Mobilisées par un discours assimilant le PT à la corruption, produit par une coalition de médias, d'agents partiels de la justice et de l'opposition au Congrès, les classes moyennes et supérieures brésiliennes sont descendues dans la rue en 2015 et 2016 pour exiger la destitution du présidente de la république appartenant au Parti des travailleurs, Dilma Rousseff - un processus qui a été consommé en août 2016. Comme d'autres au Brésil, j'appelle cet événement un coup d'État parlementaire : la déformation des procédures légales pour servir des fins illégitimes. Les accusations portées contre Dilma Rousseff n'ont mis en évidence aucun crime ; cependant, le président a été démis de ses fonctions.

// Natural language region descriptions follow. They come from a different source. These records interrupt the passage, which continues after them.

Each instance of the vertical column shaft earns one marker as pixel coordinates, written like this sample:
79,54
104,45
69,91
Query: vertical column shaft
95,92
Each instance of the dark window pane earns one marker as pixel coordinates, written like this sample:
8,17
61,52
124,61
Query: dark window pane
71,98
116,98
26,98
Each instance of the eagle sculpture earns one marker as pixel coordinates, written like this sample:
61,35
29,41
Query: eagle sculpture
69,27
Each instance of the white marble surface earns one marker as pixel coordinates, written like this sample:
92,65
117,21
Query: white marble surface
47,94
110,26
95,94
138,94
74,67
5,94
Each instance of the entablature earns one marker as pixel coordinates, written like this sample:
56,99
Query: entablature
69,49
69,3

En sapant ainsi les institutions démocratiques, les élites brésiliennes ont ouvert la boîte de Pandore, et le pays doit depuis faire face aux monstres qui en sont sortis. Conformément aux tendances internationales, la politique du spectre de droite brésilien s'est transformée en anti-politique sous la direction d'une figure autoritaire. Cela a mis les mensonges, les théories du complot et la manipulation émotionnelle au premier plan. En 2018, Jair Bolsonaro incarnait la candidature anti-PT dans une ambiance politique défavorable au Parti des travailleurs.

En 2022 pourtant, après près de quatre ans d'incompétence marquée, l'affrontement désastreux de la pandémie de COVID qui a fait plus de 680.000 XNUMX morts, les déclarations violentes qui incluent de fortes doses de misogynie et l'appauvrissement généralisé des classes moyennes et populaires, il semblait que son affront autoritaire à la démocratie pourrait être plus facilement contenu. Les sondages électoraux n'ont apparemment pas réussi à capturer les mouvements clandestins du bolsonarisme, n'ont pas été en mesure de capturer les tendances de vote sous-déclarées ou silencieuses de ceux qui ont appris ces dernières années que "tout vaut mieux que le retour du PT au pouvoir".

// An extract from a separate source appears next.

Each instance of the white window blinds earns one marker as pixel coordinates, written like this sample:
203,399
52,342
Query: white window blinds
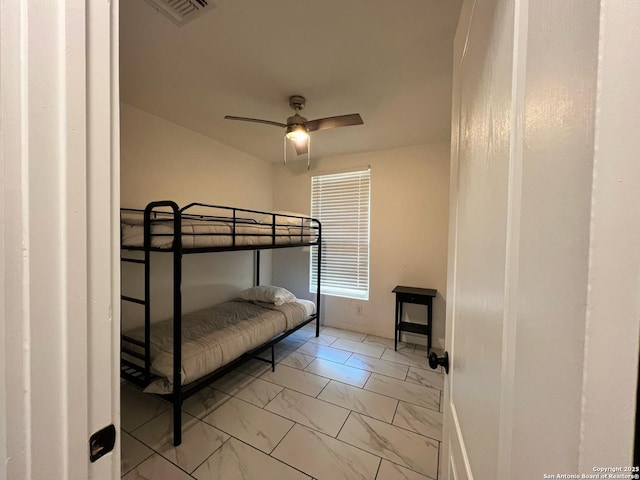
341,203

Après presque quatre ans au pouvoir et après avoir restructuré le camp de droite au Brésil, le bolsonarismo s'est, dans une certaine mesure, normalisé politiquement et s'est enraciné plus socialement. La droite brésilienne a enfin trouvé un leader de masse, très différent des intellectuels élitistes et technocrates du PSDB. Ce sont quelques-unes des leçons que nous pouvons tirer du premier tour des élections au Brésil. Si Bolsonaro est élu pour un second mandat, il pourra suivre les traces de Viktor Orbán en Hongrie et de Recep T. Erdoğan en Turquie, en modifiant les règles juridiques et en érodant la démocratie de l'intérieur - un processus conforme à ce que le groupe de des recherches de l'Université de Brême l'appellent «l'autoritarisme doux» – d'autant plus qu'il aurait une large majorité dans les deux chambres du congrès. Le second tour aura lieu le 30 octobre et, d'ici là, les forces démocratiques doivent tout mettre en œuvre pour identifier et tirer les leçons de l'échec jusqu'ici face à ces nouvelles dynamiques au sein de la population.

*Ricardo Pagliuso Regatieri est professeur de sociologie à l'Université fédérale de Bahia (UFBA). Auteur, entre autres livres, de Capitalisme sans entraves : la critique de la domination dans les débats de l'Instituto de Pesquisa Social au début des années 1940 et dans l'élaboration de la Dialectique des Lumières (Humanité).

Initialement publié en anglais sur Autoritarisme doux.

Traduction: Kelvin Santos Lima e Yngrid Baliero Santos.